2023-03-28 13:13:11

by Juergen Gross

[permalink] [raw]
Subject: [PATCH v2 0/3] xen/netback: fix issue introduced recently

The fix for XSA-423 introduced a bug which resulted in loss of network
connection in some configurations.

The first patch is fixing the issue, while the second one is removing
a test which isn't needed. The third patch is making error messages
more uniform.

Changes in V2:
- add patch 3
- comment addressed (patch 1)


Juergen Gross (3):
xen/netback: don't do grant copy across page boundary
xen/netback: remove not needed test in xenvif_tx_build_gops()
xen/netback: use same error messages for same errors

drivers/net/xen-netback/common.h | 2 +-
drivers/net/xen-netback/netback.c | 37 ++++++++++++++++++++++---------
2 files changed, 28 insertions(+), 11 deletions(-)

--
2.35.3


2023-03-28 13:14:41

by Juergen Gross

[permalink] [raw]
Subject: [PATCH v2 1/3] xen/netback: don't do grant copy across page boundary

Fix xenvif_get_requests() not to do grant copy operations across local
page boundaries. This requires to double the maximum number of copy
operations per queue, as each copy could now be split into 2.

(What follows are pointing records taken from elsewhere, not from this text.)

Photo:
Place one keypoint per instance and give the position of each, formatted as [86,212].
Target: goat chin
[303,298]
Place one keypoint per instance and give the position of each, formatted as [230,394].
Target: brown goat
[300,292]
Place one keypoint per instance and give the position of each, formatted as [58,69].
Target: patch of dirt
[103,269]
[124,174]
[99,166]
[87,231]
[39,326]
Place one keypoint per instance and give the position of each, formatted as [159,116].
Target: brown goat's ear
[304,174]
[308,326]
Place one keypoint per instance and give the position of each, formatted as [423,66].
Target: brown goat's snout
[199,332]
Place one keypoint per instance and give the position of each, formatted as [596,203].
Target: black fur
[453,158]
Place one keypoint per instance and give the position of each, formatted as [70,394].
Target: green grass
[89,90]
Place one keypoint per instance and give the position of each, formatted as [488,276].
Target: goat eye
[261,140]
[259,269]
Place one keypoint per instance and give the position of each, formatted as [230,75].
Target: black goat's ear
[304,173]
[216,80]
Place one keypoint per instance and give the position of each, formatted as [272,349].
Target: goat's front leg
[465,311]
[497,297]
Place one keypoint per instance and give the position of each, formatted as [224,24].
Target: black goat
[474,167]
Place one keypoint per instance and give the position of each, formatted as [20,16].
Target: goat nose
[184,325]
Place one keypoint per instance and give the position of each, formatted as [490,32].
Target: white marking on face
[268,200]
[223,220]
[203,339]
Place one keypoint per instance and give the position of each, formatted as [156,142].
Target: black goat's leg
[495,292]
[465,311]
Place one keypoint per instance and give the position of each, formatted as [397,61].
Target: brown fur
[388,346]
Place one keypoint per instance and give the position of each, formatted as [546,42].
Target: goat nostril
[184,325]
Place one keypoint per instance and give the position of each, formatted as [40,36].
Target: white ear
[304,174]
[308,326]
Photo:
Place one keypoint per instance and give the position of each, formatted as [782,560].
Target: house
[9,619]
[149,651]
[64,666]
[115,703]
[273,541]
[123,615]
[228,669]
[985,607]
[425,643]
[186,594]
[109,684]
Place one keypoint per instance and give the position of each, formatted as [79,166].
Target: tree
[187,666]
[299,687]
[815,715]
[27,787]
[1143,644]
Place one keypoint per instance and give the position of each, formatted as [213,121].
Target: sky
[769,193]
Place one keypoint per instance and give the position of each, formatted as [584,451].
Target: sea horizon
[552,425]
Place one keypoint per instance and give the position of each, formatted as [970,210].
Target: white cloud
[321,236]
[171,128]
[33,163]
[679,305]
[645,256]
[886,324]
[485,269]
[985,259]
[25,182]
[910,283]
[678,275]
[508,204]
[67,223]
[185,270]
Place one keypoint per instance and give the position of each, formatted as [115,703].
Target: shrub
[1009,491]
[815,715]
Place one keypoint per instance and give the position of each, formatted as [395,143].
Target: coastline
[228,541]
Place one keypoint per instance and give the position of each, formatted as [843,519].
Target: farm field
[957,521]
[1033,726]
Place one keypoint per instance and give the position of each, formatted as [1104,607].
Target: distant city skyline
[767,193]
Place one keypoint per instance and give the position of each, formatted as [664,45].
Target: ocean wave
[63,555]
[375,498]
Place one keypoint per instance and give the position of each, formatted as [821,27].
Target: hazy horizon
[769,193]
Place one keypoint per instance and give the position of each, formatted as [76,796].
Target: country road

Make sure that struct xenvif_tx_cb doesn't grow too large.

Cc: [email protected]
Fixes: ad7f402ae4f4 ("xen/netback: Ensure protocol headers don't fall in the non-linear area")
Signed-off-by: Juergen Gross <[email protected]>
Reviewed-by: Paul Durrant <[email protected]>
---
V2:
- add another BUILD_BUG_ON() (Jan Beulich)
---
drivers/net/xen-netback/common.h | 2 +-
drivers/net/xen-netback/netback.c | 27 +++++++++++++++++++++++++--
2 files changed, 26 insertions(+), 3 deletions(-)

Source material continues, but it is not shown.